Authors :
Presenting Author: Yong-Won Shin, MD, PhD – Seoul National University Hospital
Sang Bin Hong, MD, PhD – Seoul National University Hospital
Jangsup Moon, MD, PhD – Seoul National University Hospital
Soon-Tae Lee, MD, PhD – Seoul National University Hospital
Kyung-Il Park, MD, PhD – Seoul National University Hospital
Kon Chu, MD, PhD – Seoul National University Hospital
Sang Kun Lee, MD, PhD – Seoul National University Hospital
Rationale:
A proinflammatory environment, characterized by the infiltration of both innate and adaptive immune cells in epileptic tissue, along with altered systemic immune cell and cytokine profiles, has been documented in epilepsy. T cell receptors (TCRs), located on the surface of T cells, recognize peptide antigens bound to major histocompatibility complexes, playing a critical role in the adaptive immune response. Previous studies have shown changes in TCR repertoire in various autoimmune diseases, including neurological disorders such as multiple sclerosis and Rasmussen encephalitis. In this study, we investigated whether the TCR repertoire in circulating T cells reflects epilepsy associated with inflammatory activity.
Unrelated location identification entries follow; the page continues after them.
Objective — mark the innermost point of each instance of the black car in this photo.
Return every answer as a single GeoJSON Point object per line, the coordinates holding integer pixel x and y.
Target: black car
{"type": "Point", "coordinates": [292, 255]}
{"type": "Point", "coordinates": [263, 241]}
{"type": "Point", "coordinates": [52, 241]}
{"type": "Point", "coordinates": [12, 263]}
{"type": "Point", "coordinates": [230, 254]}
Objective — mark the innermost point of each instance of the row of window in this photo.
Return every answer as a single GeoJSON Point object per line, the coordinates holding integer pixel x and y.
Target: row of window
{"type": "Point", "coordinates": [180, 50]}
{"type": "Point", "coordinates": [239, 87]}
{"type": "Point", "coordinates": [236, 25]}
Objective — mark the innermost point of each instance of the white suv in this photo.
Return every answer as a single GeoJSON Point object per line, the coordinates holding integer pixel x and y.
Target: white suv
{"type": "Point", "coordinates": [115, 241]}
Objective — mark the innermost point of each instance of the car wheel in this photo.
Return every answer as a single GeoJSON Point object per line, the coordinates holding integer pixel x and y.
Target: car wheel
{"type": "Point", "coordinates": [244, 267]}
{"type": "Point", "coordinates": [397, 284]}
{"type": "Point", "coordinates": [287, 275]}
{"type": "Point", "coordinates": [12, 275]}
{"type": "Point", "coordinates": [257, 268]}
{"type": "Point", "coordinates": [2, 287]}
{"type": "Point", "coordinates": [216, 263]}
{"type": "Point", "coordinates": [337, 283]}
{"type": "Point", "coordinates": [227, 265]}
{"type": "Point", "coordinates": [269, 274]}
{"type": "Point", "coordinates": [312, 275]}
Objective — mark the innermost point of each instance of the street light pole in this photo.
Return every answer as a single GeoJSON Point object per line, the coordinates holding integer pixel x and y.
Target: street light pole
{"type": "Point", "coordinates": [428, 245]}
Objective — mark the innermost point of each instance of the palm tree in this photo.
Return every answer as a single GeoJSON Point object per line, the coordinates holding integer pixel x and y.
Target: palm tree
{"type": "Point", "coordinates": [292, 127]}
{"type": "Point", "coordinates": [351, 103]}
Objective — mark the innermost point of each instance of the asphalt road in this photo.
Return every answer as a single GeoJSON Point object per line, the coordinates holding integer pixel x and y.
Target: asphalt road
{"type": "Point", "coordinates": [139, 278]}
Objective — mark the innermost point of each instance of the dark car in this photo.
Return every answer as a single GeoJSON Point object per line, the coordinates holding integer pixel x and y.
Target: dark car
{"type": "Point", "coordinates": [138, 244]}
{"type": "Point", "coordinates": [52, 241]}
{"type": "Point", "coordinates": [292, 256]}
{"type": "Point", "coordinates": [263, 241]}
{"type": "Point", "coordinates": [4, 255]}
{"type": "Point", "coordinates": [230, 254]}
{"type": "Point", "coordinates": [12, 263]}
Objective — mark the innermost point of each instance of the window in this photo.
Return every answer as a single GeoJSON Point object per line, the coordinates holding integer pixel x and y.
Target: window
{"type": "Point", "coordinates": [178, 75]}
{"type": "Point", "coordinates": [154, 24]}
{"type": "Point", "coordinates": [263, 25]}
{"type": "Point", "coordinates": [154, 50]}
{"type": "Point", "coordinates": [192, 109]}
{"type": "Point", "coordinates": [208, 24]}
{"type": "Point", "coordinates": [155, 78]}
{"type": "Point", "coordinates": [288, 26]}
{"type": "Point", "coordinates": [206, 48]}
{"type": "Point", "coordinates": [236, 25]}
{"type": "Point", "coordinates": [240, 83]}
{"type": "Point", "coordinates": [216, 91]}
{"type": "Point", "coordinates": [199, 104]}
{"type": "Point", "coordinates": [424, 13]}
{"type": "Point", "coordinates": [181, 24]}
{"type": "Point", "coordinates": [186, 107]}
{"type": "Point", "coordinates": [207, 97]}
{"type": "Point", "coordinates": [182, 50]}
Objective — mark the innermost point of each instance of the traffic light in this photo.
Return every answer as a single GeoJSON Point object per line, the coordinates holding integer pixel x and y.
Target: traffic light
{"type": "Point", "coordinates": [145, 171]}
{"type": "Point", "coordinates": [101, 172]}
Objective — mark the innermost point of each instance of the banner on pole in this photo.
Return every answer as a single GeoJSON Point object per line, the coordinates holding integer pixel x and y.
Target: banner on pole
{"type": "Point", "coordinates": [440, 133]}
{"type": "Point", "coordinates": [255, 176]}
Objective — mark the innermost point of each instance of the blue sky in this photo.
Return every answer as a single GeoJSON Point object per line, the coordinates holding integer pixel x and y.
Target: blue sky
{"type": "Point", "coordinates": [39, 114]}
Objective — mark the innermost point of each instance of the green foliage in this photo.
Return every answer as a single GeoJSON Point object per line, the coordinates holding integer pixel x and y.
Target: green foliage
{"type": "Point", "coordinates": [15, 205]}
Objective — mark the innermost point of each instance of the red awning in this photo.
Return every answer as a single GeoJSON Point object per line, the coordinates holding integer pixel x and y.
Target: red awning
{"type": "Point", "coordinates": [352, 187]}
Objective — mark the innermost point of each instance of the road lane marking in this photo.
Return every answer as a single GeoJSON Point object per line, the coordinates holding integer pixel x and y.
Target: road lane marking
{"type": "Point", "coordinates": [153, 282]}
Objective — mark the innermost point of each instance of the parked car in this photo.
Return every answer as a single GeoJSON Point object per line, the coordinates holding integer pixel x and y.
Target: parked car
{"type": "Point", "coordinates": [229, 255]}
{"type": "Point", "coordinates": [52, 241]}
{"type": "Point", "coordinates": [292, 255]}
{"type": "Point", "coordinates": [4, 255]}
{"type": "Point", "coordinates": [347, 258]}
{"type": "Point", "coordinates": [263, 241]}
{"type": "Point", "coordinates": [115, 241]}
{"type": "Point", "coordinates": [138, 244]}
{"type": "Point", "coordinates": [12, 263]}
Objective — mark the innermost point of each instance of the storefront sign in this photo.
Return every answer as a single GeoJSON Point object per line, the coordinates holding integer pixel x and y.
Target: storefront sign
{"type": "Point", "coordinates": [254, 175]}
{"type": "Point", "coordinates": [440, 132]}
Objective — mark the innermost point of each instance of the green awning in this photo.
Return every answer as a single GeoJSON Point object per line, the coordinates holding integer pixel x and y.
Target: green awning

Methods: We analyzed the TCR beta-chain repertoires of patients with intractable epilepsy, autoimmune encephalitis, and control subjects using peripheral blood mononuclear cells. Demographic and clinical characteristics of the patients were collected, and volumetric analysis of magnetic resonance imaging (MRI) was performed to assess brain structure.
Results:
A total of 36 subjects were analyzed in this study. Patients with intractable epilepsy (n=16) exhibited increased TCR clonality compared to the control population (n=7), though to a lesser degree than patients with autoimmune encephalitis (n=13) (Kruskal-Wallis p = 0.001). Seizure frequency in the epilepsy patients showed a significant correlation with TCR repertoire clonality (R = 0.53, p=0.043). Additionally, the normalized percentile of the asymmetric index of the temporal lobe demonstrated a strong correlation with TCR repertoire clonality (R = 0.68, p = 0.0081).
Conclusions:
TOur findings indicate that clonally expanded T cells are more prevalent in patients with intractable epilepsy compared to the control population. The degree of TCR clonality correlates with seizure frequency and the extent of brain atrophy, suggesting that TCR repertoire analysis could serve as a marker for epilepsy severity. This study provides evidence of an ongoing adaptive immune process in epilepsy, implying that epileptic activity may be quantifiable through circulating TCR repertoire analysis. Further research is warranted to explore the clinical implications of these findings.
Funding: This work was supported by the National Research Foundation of Korea(NRF) grant funded by the Korea government(MSIT) (NRF-2020R1C1C1014982).